Similarly, the Government has put forward its own National Strategy for Electric Vehicles.
However, in response to Opposition Leader Bill Shorten's reference to the charge time for an electric vehicle, Mr Morrison warned against Labor's 50/50 target, saying Mr Shorten would prevent Australians from driving 4WDs and SUVs.
Referring to the price of electric vehicles, Mr Morrison said the cheapest currently available "is about $45,000 to $50,000".
"That's the cheapest car Bill Shorten wants to make available to you to buy in the future," he said.
Electric vehicles on the Australian market in 2019 and beyond
Many of the world's leading car manufacturers — General Motors, Nissan, Mitsubishi, Toyota and Hyundai — have all started manufacturing fully-electric models.
In the US, Ford recently announced it would build a fully electric version of its popular F-Series pick-up truck.
Toyota has committed to hybrid, electric and hydrogen fuel-cell variants for its entire range to be made available to markets in China, Japan, the US, Europe and India by 2025, and which includes its HiLux and LandCruiser SUV.
However, in Australia, there is a limited range of electric vehicles available to consumers, and the take-up of electric vehicles as a proportion of the new car market in Australia lags that of other OECD countries.
There are eight fully electric models currently sold in Australia: Tesla, Renault and Hyundai each make two; Jaguar and BMW each have one model.
New models marketed for forthcoming release in Australia include one each from Nissan, Tesla, Audi and Mercedes.
Of these cars, five are being promoted with towing capacity: the Tesla X, Renault Kangoo Z.E and the Jaguar (which are all already available), as well as the new Audi and Mercedes models.
What is torque?
Just like combustion engines, electric vehicles also produce torque, which is what drives a vehicle forward.
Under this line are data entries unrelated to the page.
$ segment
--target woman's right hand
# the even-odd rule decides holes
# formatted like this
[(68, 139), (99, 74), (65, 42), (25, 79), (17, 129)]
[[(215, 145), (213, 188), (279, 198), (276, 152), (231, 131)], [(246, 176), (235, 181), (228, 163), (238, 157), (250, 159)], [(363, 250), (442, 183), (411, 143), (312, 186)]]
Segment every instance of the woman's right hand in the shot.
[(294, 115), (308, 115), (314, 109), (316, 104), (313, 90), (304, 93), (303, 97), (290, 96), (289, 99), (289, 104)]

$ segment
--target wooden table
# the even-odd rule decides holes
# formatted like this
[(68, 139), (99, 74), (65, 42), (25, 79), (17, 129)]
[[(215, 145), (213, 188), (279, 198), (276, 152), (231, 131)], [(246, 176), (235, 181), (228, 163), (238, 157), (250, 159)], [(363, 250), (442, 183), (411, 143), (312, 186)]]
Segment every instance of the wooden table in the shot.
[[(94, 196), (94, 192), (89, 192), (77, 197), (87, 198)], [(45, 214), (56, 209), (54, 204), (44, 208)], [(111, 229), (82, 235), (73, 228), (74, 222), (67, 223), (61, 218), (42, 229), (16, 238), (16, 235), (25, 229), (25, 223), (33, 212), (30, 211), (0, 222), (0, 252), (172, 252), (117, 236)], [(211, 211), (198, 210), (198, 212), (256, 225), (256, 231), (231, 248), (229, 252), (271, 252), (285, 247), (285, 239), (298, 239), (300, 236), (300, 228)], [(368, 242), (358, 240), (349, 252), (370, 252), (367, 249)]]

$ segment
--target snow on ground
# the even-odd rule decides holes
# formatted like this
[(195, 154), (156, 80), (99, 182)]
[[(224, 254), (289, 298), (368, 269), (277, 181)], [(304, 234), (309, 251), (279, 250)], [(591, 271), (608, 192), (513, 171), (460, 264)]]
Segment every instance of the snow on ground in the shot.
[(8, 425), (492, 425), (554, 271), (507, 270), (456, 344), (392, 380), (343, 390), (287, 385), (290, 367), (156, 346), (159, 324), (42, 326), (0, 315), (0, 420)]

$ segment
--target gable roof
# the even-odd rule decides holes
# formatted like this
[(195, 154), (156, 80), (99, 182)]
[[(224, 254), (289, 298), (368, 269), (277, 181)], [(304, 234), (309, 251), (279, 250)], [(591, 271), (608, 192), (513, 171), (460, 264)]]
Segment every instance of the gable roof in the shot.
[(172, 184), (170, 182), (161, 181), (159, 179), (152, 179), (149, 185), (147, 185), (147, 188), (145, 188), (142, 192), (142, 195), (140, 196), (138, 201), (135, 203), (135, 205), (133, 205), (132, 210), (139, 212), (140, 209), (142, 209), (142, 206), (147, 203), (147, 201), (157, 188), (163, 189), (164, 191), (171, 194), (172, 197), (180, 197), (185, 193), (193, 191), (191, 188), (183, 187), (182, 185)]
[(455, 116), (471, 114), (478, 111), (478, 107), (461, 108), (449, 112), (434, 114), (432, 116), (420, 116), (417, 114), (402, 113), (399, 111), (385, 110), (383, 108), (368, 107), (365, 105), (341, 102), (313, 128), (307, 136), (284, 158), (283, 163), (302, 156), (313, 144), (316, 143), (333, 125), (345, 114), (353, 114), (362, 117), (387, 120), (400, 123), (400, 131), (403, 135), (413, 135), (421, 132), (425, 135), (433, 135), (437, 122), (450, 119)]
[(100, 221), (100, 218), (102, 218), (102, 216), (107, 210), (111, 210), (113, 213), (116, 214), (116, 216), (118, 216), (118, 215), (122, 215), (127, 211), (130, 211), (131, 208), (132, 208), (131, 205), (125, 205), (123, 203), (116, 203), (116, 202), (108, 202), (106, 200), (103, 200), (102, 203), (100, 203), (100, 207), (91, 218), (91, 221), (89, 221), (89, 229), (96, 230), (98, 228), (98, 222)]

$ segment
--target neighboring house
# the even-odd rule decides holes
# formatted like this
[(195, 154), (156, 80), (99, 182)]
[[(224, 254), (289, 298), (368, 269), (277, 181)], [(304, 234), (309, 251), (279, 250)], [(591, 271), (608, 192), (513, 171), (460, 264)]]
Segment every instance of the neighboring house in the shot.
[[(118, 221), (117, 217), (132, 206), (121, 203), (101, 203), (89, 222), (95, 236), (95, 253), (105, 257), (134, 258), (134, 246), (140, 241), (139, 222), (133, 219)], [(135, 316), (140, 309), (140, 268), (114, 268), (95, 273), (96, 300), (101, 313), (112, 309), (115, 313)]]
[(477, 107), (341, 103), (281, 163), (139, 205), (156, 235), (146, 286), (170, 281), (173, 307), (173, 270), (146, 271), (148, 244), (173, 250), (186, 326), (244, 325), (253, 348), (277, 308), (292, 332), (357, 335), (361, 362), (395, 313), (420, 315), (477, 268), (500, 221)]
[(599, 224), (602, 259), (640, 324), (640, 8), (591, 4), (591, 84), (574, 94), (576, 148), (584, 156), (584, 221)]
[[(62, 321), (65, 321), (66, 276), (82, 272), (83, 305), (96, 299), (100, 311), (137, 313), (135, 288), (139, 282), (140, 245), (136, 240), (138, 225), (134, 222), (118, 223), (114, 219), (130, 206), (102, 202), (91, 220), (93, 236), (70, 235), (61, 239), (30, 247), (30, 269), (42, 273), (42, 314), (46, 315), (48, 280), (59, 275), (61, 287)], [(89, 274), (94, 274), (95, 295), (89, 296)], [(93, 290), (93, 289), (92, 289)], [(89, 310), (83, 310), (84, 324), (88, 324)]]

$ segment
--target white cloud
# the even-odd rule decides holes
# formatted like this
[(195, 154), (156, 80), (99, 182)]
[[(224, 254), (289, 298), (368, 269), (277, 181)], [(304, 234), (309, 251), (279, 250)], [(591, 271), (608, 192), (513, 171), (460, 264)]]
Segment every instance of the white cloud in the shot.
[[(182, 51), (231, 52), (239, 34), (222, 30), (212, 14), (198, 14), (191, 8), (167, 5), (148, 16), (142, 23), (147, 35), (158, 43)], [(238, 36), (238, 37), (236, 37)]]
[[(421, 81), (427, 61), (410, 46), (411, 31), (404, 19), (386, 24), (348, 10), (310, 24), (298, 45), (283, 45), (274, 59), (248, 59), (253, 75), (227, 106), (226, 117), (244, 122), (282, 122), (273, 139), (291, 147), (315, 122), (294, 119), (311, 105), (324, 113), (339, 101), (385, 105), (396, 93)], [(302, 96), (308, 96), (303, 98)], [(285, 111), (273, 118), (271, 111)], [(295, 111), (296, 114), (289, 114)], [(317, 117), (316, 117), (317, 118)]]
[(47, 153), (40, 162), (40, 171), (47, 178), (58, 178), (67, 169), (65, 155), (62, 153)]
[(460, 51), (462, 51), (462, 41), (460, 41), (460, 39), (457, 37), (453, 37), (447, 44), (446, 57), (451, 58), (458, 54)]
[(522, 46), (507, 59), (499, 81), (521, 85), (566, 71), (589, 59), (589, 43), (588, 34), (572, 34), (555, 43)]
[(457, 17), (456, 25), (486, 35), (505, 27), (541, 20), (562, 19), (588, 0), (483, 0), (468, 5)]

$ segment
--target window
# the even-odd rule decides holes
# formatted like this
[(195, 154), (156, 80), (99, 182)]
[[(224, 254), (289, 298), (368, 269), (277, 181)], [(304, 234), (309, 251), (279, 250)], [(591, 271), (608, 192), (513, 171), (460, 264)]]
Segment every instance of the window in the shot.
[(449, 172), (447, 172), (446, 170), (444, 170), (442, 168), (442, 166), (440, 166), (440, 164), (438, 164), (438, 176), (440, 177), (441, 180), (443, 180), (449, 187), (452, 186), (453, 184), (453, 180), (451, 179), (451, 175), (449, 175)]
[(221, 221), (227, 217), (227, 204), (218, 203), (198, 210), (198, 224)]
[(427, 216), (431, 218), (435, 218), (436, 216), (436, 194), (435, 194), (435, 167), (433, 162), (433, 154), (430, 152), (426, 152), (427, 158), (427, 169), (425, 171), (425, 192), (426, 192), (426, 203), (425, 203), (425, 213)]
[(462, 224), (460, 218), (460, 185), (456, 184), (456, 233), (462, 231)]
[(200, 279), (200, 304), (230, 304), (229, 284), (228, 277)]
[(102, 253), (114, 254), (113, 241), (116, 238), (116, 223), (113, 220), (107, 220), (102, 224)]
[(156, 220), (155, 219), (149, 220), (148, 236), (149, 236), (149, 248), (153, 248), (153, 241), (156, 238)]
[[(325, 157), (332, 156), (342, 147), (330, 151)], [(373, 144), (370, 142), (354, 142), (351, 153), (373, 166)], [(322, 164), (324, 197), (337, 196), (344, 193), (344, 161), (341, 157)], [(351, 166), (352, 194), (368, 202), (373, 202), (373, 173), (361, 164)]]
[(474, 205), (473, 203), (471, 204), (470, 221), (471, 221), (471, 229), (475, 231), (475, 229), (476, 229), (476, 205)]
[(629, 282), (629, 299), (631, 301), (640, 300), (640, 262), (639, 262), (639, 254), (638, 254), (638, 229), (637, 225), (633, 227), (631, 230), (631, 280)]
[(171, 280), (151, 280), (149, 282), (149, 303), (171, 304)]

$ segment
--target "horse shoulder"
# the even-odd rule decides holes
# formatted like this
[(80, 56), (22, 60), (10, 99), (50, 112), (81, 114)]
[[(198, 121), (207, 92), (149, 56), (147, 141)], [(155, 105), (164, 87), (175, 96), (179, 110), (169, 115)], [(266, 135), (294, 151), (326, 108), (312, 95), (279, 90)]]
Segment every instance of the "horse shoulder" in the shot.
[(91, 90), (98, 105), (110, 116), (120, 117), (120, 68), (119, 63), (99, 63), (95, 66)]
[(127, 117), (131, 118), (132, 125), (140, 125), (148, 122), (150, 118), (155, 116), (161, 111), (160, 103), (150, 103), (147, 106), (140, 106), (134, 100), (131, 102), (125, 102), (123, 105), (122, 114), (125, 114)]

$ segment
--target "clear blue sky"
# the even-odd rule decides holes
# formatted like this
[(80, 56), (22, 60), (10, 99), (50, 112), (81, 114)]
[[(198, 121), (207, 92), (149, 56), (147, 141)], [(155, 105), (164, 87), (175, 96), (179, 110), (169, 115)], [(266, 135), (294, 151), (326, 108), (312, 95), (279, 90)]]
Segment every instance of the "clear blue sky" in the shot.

Torque is measured in Newton-metres, or Nm.
This is the force that causes the wheels to rotate through the engine's crankshaft — the more torque the engine is able to produce, the higher the turning power and the more acceleration is achieved.
Electric vehicles are especially good at producing a high output of torque because the energy generated by the electric motor, is instantaneously transferred to the wheels through the car's transmission.
Having an electric motor eliminates the need for a traditional gearbox.
In fuel-based engines, torque is generated through the burning of petrol or diesel to cause combustion, which then works to turn the crankshaft to power the turning of the wheels.
Electric vehicles have a high torque from the standstill, whereas an internal combustion engine needs to rev its engine to a certain speed in order to achieve a high torque.
Can electric vehicles tow?
Experts told Fact Check it was incorrect to suggest that electric vehicles generally did not have towing capacity.
Most electric vehicles have plenty of pulling power, reflected in their high output of torque.
A number of electric vehicles currently on the Australian market (and coming in 2019) generate power not too dissimilar to a standard petrol-fuelled vehicle. These models produce between 300 and 600Nm of torque.
The petrol-based Hyundai Kona produces a maximum output of 180Nm and a braked towing capacity of 1,300 kilograms, depending on fuel-tank capacity.
In comparison, the Hyundai Kona electric produces 395Nm of torque but is not engineered for towing.
Professor John Andrew, of RMIT's School of Engineering, said there was no reason why electric vehicles would not be able to tow.
The "electric traction put in a vehicle — depending on how it's sized — can pull just as much as a petrol engine," he said.
He told Fact Check that a vehicle's towing capacity was dependent on what it was designed to do.
"What I think is happening is the current generation of electric cars have been designed to get a range that is as high as possible on a single charge and they have not been designed for pulling trailers or caravans and things like that.
"But there's no reason why — in the future — if this was a requirement, that vehicles couldn't be designed to do that. There's nothing in the technology that stops you.
"There's nothing inherent in the technology that rules that out."